My heart pounded in my chest at the realisation as the room was suddenly not as dark as I first thought. The faint light scattering in had revealed vague shapes around me, slowly defining them into silhouettes. I squinted at one of them in desperation to see something, anything. I received my wish. A limp body hung from the ceiling, swaying from a meat hook piercing its chest.

A collection of cuts and bruises covered his bare body, turning his once smooth skin into a mosaic of depravity. Some cuts oozed fluid of various viscosities: thick red fluid that still dribbled in chunks, dried brown streaks and trails that marked their wound's existence, yellow-green pockets of old infections that gushed out of their swollen craters, and thick scabs that futilely tried to save what once was alive.

Other wounds gaped at different depths, with the cuts on the chest and stomach being the deepest. They were not precise nor organised but numerous, frantic, crisscrossed, as if whoever caused them had the sole intent of awarding agony to the victim. The bruises were just as diverse; some were large swollen lumps further deforming his broken legs, others were more painted on the skin by a hurried, sloppy brush. It was a canvas of every colour and harm the human body could produce and endure.

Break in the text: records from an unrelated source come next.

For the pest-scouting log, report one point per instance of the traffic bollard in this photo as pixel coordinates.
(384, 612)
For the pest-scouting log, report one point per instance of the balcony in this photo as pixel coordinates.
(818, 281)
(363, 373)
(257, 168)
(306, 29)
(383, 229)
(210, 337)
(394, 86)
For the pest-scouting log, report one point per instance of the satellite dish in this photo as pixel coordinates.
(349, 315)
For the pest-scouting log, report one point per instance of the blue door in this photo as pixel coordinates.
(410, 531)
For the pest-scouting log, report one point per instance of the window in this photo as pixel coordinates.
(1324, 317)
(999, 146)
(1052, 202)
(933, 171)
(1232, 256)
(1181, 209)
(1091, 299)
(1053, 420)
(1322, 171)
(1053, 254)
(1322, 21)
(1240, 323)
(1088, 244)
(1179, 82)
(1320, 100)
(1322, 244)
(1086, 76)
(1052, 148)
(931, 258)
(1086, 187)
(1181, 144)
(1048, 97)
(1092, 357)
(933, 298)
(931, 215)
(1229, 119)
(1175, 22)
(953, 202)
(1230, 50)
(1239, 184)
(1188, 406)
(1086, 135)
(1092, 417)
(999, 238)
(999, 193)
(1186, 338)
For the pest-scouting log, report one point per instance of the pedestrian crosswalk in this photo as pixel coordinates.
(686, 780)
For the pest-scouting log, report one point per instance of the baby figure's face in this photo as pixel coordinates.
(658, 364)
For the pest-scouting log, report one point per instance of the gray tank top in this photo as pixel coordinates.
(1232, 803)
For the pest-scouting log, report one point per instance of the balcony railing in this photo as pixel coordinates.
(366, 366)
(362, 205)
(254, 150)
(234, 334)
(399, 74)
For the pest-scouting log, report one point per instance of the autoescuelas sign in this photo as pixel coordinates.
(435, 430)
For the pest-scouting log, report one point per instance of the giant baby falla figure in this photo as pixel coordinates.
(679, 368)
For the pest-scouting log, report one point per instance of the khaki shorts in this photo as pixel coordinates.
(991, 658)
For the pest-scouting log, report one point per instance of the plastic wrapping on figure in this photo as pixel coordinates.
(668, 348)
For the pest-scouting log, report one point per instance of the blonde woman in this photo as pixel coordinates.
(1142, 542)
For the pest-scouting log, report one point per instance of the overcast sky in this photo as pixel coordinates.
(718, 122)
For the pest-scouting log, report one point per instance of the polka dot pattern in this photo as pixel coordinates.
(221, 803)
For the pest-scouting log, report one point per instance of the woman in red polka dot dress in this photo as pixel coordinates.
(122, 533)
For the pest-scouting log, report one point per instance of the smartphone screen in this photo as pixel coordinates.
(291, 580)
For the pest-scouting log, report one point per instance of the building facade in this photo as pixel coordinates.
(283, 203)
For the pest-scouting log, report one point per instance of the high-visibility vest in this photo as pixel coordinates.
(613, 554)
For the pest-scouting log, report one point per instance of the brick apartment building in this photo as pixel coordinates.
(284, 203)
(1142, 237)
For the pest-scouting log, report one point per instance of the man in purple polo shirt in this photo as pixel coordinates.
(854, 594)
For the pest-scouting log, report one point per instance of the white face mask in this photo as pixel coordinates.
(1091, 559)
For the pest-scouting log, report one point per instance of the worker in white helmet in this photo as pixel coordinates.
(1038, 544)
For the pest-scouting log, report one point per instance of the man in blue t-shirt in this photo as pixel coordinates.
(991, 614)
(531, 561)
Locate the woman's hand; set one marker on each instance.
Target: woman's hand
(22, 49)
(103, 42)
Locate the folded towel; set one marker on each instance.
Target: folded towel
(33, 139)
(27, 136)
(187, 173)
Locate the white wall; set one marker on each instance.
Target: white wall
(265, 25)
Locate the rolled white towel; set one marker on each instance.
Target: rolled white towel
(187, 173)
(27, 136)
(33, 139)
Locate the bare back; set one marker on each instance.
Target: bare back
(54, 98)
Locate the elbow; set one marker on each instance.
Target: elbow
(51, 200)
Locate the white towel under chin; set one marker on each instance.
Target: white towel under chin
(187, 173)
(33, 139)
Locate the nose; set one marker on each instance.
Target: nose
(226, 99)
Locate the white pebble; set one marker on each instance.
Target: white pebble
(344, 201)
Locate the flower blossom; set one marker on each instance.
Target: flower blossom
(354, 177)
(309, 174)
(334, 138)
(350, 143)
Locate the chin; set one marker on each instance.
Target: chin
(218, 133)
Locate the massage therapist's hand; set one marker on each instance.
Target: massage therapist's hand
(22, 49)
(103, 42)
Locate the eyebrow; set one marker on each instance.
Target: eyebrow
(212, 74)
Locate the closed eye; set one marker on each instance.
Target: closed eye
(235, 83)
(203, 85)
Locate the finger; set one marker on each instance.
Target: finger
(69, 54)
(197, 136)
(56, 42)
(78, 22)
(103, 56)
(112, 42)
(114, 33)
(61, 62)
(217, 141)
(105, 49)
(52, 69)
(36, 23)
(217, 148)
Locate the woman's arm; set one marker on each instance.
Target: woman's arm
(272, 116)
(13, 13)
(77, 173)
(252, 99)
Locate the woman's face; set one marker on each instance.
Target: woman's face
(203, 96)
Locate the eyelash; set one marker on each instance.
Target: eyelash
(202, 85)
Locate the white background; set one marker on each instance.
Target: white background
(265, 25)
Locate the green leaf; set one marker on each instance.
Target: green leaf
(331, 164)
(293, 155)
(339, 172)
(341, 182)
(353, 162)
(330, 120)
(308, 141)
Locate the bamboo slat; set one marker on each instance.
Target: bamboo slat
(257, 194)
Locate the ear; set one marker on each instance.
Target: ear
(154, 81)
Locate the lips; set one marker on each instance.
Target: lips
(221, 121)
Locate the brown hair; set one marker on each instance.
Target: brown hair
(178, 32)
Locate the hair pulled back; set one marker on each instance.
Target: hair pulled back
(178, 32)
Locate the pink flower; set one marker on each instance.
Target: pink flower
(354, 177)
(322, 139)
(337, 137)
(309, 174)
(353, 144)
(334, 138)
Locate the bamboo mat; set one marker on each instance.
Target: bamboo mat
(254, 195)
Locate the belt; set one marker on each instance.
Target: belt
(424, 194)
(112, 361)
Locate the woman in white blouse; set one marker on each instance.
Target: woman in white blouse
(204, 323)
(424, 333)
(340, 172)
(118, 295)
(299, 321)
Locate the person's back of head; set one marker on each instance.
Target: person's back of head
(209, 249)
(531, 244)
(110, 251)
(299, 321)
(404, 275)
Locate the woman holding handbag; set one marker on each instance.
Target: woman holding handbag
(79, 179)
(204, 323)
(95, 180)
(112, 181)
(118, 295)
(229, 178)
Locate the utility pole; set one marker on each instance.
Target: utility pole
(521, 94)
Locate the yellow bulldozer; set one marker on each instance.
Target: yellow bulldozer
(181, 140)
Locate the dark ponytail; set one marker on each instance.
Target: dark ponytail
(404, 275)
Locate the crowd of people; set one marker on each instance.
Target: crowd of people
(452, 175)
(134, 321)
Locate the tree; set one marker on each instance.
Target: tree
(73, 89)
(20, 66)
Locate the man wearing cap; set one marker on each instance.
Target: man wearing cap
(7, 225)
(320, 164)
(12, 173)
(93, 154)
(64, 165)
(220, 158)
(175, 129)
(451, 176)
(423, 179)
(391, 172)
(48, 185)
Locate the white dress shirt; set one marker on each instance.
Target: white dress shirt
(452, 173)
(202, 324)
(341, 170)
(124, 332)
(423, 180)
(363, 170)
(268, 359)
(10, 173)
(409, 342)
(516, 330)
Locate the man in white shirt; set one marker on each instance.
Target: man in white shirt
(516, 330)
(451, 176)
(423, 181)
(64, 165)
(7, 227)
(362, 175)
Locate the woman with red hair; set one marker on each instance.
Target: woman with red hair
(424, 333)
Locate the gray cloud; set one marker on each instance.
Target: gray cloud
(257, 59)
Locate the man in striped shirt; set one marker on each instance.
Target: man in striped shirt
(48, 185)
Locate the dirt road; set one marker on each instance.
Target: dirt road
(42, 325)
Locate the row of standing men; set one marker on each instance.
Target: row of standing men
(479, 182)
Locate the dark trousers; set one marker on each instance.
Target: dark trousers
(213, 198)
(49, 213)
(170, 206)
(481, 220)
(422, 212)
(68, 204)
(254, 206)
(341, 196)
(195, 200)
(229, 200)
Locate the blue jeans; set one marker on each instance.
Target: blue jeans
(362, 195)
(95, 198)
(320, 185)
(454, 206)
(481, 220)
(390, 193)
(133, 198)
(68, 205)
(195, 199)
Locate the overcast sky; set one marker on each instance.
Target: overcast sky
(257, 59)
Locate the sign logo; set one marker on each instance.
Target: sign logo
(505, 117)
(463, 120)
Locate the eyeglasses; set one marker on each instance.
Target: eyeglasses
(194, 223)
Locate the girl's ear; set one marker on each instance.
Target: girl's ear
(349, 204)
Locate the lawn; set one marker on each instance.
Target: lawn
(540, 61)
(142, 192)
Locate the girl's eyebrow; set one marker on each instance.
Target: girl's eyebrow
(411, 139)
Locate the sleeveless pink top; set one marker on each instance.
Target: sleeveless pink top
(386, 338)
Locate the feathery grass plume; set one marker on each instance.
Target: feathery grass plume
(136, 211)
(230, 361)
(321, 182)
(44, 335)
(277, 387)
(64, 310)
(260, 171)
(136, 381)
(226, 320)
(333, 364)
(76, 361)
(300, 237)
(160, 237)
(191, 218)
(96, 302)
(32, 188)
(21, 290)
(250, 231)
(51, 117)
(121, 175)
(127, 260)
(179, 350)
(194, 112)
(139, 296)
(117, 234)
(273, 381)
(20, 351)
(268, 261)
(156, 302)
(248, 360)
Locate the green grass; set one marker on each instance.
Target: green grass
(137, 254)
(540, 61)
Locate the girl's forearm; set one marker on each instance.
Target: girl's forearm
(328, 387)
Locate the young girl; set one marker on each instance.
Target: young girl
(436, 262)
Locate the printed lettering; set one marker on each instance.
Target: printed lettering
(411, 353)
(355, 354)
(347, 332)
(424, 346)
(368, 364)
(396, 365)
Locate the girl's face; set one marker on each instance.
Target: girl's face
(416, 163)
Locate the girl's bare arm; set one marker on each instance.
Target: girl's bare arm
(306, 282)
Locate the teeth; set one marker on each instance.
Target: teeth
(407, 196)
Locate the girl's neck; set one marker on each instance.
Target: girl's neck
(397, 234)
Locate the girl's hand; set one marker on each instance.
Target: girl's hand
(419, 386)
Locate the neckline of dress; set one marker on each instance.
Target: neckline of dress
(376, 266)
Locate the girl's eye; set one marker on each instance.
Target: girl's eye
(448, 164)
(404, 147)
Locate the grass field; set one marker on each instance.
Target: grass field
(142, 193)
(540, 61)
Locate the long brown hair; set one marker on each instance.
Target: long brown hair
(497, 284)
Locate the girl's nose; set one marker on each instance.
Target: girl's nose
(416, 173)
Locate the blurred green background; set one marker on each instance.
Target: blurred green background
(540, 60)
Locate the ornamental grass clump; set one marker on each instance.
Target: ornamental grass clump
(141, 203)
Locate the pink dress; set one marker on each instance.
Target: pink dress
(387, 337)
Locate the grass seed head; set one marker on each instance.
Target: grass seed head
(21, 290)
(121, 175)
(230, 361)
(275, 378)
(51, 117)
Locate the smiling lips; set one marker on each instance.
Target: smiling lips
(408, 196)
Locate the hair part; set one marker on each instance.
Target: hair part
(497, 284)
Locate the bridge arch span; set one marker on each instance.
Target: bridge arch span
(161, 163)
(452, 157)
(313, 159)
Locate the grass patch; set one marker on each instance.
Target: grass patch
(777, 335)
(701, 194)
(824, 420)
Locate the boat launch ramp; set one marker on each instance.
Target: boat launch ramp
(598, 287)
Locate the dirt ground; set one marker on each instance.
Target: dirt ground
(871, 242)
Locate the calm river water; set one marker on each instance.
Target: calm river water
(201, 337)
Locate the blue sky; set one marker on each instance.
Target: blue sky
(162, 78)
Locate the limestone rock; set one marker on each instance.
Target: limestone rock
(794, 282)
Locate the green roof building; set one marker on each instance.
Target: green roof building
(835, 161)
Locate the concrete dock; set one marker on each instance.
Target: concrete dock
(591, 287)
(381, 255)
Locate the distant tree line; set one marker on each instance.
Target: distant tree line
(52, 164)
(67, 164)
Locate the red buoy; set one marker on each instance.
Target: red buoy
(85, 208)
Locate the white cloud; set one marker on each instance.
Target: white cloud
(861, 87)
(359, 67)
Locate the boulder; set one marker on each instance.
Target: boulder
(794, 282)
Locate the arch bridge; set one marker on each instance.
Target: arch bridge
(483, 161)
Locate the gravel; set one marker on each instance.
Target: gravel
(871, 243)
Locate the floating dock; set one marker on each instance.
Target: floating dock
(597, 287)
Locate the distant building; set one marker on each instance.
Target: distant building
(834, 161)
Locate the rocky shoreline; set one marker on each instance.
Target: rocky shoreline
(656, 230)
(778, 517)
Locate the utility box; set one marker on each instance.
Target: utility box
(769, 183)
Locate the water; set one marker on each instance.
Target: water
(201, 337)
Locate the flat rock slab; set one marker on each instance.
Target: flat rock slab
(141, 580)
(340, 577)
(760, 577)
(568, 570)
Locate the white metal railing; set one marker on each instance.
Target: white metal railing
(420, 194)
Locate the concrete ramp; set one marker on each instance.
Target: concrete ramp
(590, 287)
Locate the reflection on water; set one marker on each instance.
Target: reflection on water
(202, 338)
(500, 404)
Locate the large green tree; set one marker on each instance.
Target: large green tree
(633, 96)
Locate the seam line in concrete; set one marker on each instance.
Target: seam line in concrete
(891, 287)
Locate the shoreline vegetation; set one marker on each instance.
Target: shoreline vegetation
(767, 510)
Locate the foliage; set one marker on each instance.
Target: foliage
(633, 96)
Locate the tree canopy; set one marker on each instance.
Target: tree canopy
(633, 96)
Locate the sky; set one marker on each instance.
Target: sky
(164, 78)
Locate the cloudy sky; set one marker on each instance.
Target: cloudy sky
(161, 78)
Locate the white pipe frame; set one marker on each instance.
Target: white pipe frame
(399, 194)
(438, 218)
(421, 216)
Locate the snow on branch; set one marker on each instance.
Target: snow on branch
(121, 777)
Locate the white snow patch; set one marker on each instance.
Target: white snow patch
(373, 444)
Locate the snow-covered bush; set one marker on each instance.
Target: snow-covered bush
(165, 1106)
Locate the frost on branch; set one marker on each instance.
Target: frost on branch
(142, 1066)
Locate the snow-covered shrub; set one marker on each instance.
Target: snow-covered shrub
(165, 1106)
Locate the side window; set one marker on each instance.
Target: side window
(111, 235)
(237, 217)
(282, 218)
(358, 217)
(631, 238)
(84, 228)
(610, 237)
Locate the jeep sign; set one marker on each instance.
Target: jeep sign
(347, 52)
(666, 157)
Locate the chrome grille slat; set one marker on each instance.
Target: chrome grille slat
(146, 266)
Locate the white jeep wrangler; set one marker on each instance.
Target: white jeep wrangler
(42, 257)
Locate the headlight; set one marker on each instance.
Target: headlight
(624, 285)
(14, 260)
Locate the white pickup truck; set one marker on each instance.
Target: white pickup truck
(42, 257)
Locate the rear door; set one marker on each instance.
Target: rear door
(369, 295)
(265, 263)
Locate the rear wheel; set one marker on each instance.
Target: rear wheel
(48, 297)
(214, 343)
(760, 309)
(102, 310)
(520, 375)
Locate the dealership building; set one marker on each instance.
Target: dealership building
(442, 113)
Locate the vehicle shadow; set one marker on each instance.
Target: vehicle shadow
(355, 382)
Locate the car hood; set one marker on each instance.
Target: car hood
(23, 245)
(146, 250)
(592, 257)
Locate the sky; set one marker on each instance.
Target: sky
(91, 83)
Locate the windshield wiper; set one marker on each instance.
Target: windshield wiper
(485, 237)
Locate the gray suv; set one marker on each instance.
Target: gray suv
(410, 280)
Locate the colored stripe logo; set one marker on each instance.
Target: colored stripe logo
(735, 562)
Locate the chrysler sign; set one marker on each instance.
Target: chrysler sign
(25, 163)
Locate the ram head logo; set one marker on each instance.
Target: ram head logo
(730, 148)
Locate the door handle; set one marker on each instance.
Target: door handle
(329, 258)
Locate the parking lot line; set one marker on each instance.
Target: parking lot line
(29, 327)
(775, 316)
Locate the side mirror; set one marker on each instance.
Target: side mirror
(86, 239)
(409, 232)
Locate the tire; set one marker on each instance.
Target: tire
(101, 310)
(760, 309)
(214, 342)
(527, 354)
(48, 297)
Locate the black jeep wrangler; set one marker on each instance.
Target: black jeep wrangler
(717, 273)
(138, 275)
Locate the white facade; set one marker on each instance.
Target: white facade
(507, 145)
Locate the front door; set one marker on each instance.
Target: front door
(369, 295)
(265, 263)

The rusted hook stood out, coated in congealed blood. The skin sagged like folds of cloth around the instrument, looking as though one could easily peel away the rotting layer of flesh. One laceration went from his groin, curving around the tip of the hook all the way up to his neck. His organs spilled out, hanging for dear life from his abdomen, indistinguishable from each other like that bow-wow mutton I used to stomach for dinner. Smelled only slightly worse, though.

The only part of him untouched was his face. A beautiful thing, soft features with a hint of a scraggly beard of a once unfortunate older gentleman. The worsening stench of decay grew more and more unbearable, opening up more of what lay hidden in this enclosure.

Another body was beside me on a large wooden table stained with rot and death. It was less intact, and its flesh had already turned into a feast to the flies buzzing in my ears and the worms I saw writhing and dancing in the multiple flesh pockets. Next to it was a rotting head with its eyes already turned into a black gooey fluid that leaked onto the once sturdy and refined wood.